Inventory of Promising Practices


Refers to the Canadian Association for Social Work Education (CASWE-ACFTS) implementing initiatives, regulations, or policies to address the noted crisis in field education.

Practice 1:

Having university programs include courses on knowledge and competencies for field instruction as part of the curriculum

Providing training specifically on mentorship and field instruction competencies can help improve mentor-student relationships.

  • “… I come from the field of marriage and family therapy, and one of the things that I would like to see social work adopt from that field – because I think it’s one of the strongest facets of designations in the credentialing in that field – is that those of us who want to be supervisors had to become approved supervisors. Which meant we had to go through a course; we had to have our first 100 hours of supervision supervised by an approved supervisor; we had to write our philosophical statements and have those approved and also the practices that we engaged in to show that they were in line with our philosophy’s” (Interview Participant, Prairie Region)
  • “I think we need to do better at giving tools to our field instructors. We do have expectations of them, like they’re volunteers. They’re out there. They’re the ones that are shaping our students in practice. And I’m wondering, is there ways that we can build in more …I don’t know…not accountability, but…influence with them. […] I’m a little disappointed by the online manual and modules for field instructors. We don’t say that out loud in the report, but it never really took off.” (Interview Participant, Prairie Region)
  • “So, maybe if it was two weeks or a month before the field placement started and you talked in that session about welcoming a student and what do you do in the first few weeks or something. And then a couple weeks or a month after, maybe as the student is starting or just after the student starts, you discuss some of the strategies around promoting autonomy. For example, moving from observation into practice, such as, what are the things that you need to look for strategies for modalities to use in supervision. (Interview Participant, Quebec region)
  • “What’s interesting is that it’s training that’s specific to social work supervision. So, yes, there is a part where there are our educational tools that are presented, but it is much more than that. We are talking about the role of the supervisor. We are talking about the learning styles of students. We talk about the challenges we can have. We have a section on the performance anxiety of our students. We have a whole section full of tools that can be used as part of the two hours training. It is very much appreciated when we look at the evaluations because it is concrete, it is specific to social work supervision. … those who take it anyway go “wow”, there it is concrete, it is clear, it is complete and, really, we only have good comments usually there from this training.” (Interview Participant, Quebec region)

Practice 2:

Exploring more diverse social work supervision outside of supervisors with BSW/MSW

Providing potential supervisors with different educational backgrounds and experiences outside of social work (e.g., sociology, counselling psychology graduates working in social justice)

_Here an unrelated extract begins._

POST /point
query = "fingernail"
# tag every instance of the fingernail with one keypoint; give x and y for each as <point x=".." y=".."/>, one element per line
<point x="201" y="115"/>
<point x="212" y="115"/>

  • “The accreditation body has to be more lenient and open on what constitutes social work supervision. There are people working with different educational backgrounds and experiences outside of social work that have a lot to contribute to our students in terms of supporting their social work education. So, not only do we have a hard time finding enough field educators with BSW and MSW backgrounds, but we also actually felt that people with a master’s in counseling psychology or an undergraduate degree in sociology are doing an amazing social justice initiative with that and are just as qualified to provide support and education to our students. So, recognizing that people come from all different walks of life and have different access to different things. And, somebody who doesn’t have the BSW degree, but has decades of experience on the front lines has a lot to contribute to our profession” (Interview Participant, Ontario Region)
  • “Yes, even when it comes to talking to our accreditation bodies, CASWE, there are a lot of issues around supervision and qualifications of instructors. We’re able to, as a collective voice, share how we’re all experiencing challenges when it comes to that because a lot of the time, it’s a challenge even to find a social worker that would supervise a student. A lot of the time, the community type of placements, which is a lot of them, especially for the Bachelor of Social Work students, the instructors are doing the work of social workers but without the degree. So, we’ve been able to voice that. We still have the expectations we need to follow, but at least they’re aware that in the future, when they do audit universities, it’s something that everybody’s going through, and we’re trying to work through that.” (Interview Participant, Ontario Region)

Encouraging an open mind and flexibility about practicum placements, organizations, or populations to increase field placement options.